In 2020 it was decided to postpone the Olympic Games due to the pandemic. It was expected that in the summer of 2021 the covid-19 would no longer be an obstacle to celebrate them. In a way, it has remained so, imposing sporting events without an audience. The European Banking Authority (EBA) also chose to postpone the bank stress tests until 2021, something initially paradoxical for tests that are designed to respond to adverse scenarios. The decision seemed reasonable due to the difficulty involved in elucidating which scenarios had to be faced and, furthermore, the banks in the Eurozone maintain comfortable levels of capitalization in general.
The stress tests simulate what would happen with the bank solvency levels in certain scenarios. In the very adverse, for example, in the case of Spain, a simulated fall in GDP of 0.9% in 2021, 2.8% in 2022 and a growth of 0.5% in 2023 has been considered, with levels hypothetical unemployment of up to 21.9%. Unlikely, but so far this century we have already had great blows. Without forgetting, as the Bank of Spain pointed out this week, there are beginning to be signs of possible increases in non-performing loans.

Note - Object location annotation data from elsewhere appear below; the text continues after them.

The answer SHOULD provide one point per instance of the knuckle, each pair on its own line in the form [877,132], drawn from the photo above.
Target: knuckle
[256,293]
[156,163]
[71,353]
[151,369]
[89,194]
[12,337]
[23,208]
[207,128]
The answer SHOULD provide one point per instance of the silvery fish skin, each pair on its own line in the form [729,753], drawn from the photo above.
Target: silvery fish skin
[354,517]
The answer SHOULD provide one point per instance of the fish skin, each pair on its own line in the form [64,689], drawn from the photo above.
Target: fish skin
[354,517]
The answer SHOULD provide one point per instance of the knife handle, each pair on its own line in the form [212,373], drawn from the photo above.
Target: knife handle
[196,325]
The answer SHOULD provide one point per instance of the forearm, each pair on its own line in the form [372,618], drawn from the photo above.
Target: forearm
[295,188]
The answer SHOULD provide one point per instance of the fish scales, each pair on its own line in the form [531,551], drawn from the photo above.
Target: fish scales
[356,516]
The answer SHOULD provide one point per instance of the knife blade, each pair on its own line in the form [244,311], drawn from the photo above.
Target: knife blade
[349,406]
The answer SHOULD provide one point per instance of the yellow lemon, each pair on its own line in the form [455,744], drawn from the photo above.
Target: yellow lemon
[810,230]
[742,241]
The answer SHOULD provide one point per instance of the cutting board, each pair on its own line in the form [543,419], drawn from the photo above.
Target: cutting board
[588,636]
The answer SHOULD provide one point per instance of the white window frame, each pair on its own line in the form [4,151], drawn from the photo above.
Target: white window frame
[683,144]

The tests that the Federal Reserve has already done and that included several European banks were already positive. They all passed. A good precedent that was confirmed this Friday with the ABE stress tests for four Spanish banks (Santander, BBVA, Sabadell and Bankinter). All would withstand a severe four-year recession, although only Bankinter’s capital ratio would remain above the European average in that scenario.
In these tests you learn along the way. So perhaps the most important lesson in 2021 is where you are going and not so much where you are right now. European supervisors continue to allow banks – due to the pandemic – to use their capital buffers to absorb losses. They do not tighten, for the moment, with the so-called Pillar 2 of solvency requirements, which deals with the management of expected losses. Moreover, they have announced that, as of October, the restrictions on distributing dividends will be eliminated. Until the end of 2022, when changes are expected. For example, link the results of the test more to the requirements of that Pillar 2. The capital buffer will have to be somewhat looser. The more demanding the benches are in stress tests. The Spanish bank, which for different reasons has operated with somewhat narrower buffers, must complete the reinforcement of its solvency to reach 2023 with more ease.
Future tests will include demands on money laundering and fraud and, progressively, on sustainable financing. Other signs of current times, which mark crises, with hyperregulated financial companies. Perhaps, at some time, there will be tests of privacy and demands for transparency and competition, as banks become more like the super platforms that dominate the economy of the 21st century or they move closer to the financial.